Page MenuHomePhabricator

cp5001 memory errors on DIMM A2
Open, MediumPublic

Description

cp5001.eqsin.wmnet reports the following error from racadm getsel:

-------------------------------------------------------------------------------
Record:      42
Date/Time:   07/31/2022 01:02:16
Source:      system
Severity:    Ok
Description: A problem was detected in Memory Reference Code (MRC).
-------------------------------------------------------------------------------
Record:      43
Date/Time:   07/31/2022 01:02:16
Source:      system
Severity:    Critical
Description: Multi-bit memory errors detected on a memory device at location(s) DIMM_A2.
-------------------------------------------------------------------------------
Record:      44
Date/Time:   07/31/2022 01:02:16
Source:      system
Severity:    Critical
Description: Multi-bit memory errors detected on a memory device at location(s) DIMM_A2.
-------------------------------------------------------------------------------

Event Timeline

Mentioned in SAL (#wikimedia-operations) [2022-07-31T18:13:48Z] <sukhe@cumin2002> START - Cookbook sre.hosts.downtime for 7 days, 0:00:00 on cp5001.eqsin.wmnet with reason: depooled: faulty DIMM: T314256

Mentioned in SAL (#wikimedia-operations) [2022-07-31T18:14:04Z] <sukhe@cumin2002> END (PASS) - Cookbook sre.hosts.downtime (exit_code=0) for 7 days, 0:00:00 on cp5001.eqsin.wmnet with reason: depooled: faulty DIMM: T314256

Vgutierrez triaged this task as Medium priority.Jul 31 2022, 6:21 PM
Vgutierrez moved this task from Triage to Active Issues on the Traffic board.
Vgutierrez added a subscriber: Vgutierrez.

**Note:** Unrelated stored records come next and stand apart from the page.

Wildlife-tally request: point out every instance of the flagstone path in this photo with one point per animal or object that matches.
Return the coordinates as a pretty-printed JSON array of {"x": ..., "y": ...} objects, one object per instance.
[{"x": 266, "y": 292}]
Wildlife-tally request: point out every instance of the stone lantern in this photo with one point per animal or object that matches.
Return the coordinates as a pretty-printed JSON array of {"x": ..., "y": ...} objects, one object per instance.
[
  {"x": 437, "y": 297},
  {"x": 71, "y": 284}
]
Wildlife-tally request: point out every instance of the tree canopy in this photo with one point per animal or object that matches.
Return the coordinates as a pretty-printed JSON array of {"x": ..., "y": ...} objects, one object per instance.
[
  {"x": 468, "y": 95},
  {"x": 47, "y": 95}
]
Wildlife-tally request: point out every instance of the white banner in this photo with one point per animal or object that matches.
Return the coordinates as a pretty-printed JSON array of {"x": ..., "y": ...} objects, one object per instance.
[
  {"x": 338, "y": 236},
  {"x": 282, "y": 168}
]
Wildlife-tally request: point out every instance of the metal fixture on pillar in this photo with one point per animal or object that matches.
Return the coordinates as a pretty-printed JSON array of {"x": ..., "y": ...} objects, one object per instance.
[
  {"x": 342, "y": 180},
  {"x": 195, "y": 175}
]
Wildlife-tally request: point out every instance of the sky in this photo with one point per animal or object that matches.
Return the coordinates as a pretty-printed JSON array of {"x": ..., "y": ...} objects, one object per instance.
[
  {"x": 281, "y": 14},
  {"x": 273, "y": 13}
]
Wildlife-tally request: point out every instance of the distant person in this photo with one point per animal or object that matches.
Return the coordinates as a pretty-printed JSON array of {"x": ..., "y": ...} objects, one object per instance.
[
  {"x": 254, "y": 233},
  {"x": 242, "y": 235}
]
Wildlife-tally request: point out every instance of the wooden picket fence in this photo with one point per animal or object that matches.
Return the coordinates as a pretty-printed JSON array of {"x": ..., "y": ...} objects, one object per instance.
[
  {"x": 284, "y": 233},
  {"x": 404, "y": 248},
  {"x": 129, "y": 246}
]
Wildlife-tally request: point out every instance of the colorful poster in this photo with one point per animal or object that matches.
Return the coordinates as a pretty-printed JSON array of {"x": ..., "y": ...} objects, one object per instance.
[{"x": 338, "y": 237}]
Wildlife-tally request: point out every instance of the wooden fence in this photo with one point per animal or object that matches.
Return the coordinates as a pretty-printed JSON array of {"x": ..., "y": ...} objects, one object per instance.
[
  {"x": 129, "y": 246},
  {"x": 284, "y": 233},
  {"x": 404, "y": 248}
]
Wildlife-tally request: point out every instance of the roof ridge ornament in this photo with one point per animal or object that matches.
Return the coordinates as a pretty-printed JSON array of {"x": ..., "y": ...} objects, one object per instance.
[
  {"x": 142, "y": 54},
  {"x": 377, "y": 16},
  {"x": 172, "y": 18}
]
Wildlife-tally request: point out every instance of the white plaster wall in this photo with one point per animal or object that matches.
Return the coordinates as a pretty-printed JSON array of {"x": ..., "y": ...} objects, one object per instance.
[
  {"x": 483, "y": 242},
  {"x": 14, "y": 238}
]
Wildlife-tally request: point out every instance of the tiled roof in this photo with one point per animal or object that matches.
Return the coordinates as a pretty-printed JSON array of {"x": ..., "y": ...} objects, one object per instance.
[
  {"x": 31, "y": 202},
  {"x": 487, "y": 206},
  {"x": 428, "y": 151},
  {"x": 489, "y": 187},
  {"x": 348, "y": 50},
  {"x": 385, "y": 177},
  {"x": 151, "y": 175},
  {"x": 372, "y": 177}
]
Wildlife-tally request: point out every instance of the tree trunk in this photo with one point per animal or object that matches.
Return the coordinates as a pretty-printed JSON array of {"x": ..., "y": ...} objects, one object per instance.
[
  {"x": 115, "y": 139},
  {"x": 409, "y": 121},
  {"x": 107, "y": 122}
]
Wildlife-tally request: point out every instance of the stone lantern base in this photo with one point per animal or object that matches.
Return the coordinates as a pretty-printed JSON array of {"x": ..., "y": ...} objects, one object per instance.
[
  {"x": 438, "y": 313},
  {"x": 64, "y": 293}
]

I've set it as inactive rather than just depool it to let pybal ignore it regarding depooling threshold

Mentioned in SAL (#wikimedia-operations) [2022-08-08T14:46:44Z] <sukhe@cumin2002> START - Cookbook sre.hosts.downtime for 7 days, 0:00:00 on cp5001.eqsin.wmnet with reason: depooled: faulty DIMM: T314256

Mentioned in SAL (#wikimedia-operations) [2022-08-08T14:47:00Z] <sukhe@cumin2002> END (PASS) - Cookbook sre.hosts.downtime (exit_code=0) for 7 days, 0:00:00 on cp5001.eqsin.wmnet with reason: depooled: faulty DIMM: T314256

wiki_willy added a subscriber: wiki_willy.

Assigning over to Rob, who's currently working on getting the eqsin hardware refresh ordered.

@wiki_willy @RobH I'm assuming this host will be decommissioned rather than fixed considering that we are already working in refreshing eqsin?

meanwhile I'll remove it from puppet, cause it's been a month since the host crashed and it already got prunned from puppetdb

Change 829118 had a related patch set uploaded (by Vgutierrez; author: Vgutierrez):

[operations/puppet@production] cache: Remove cp5001

https://gerrit.wikimedia.org/r/829118

Change 829118 merged by Vgutierrez:

[operations/puppet@production] cache: Remove cp5001

https://gerrit.wikimedia.org/r/829118

Hi @Vgutierrez - yeah, probably makes more sense to replace than purchase a replacement part, since the new servers have already been ordered and are expected to arrive in October. Thanks, Willy

@wiki_willy @RobH I'm assuming this host will be decommissioned rather than fixed considering that we are already working in refreshing eqsin?

@wiki_willy @RobH I'm assuming this host will be decommissioned rather than fixed considering that we are already working in refreshing eqsin?

I assumed exactly the same thing =]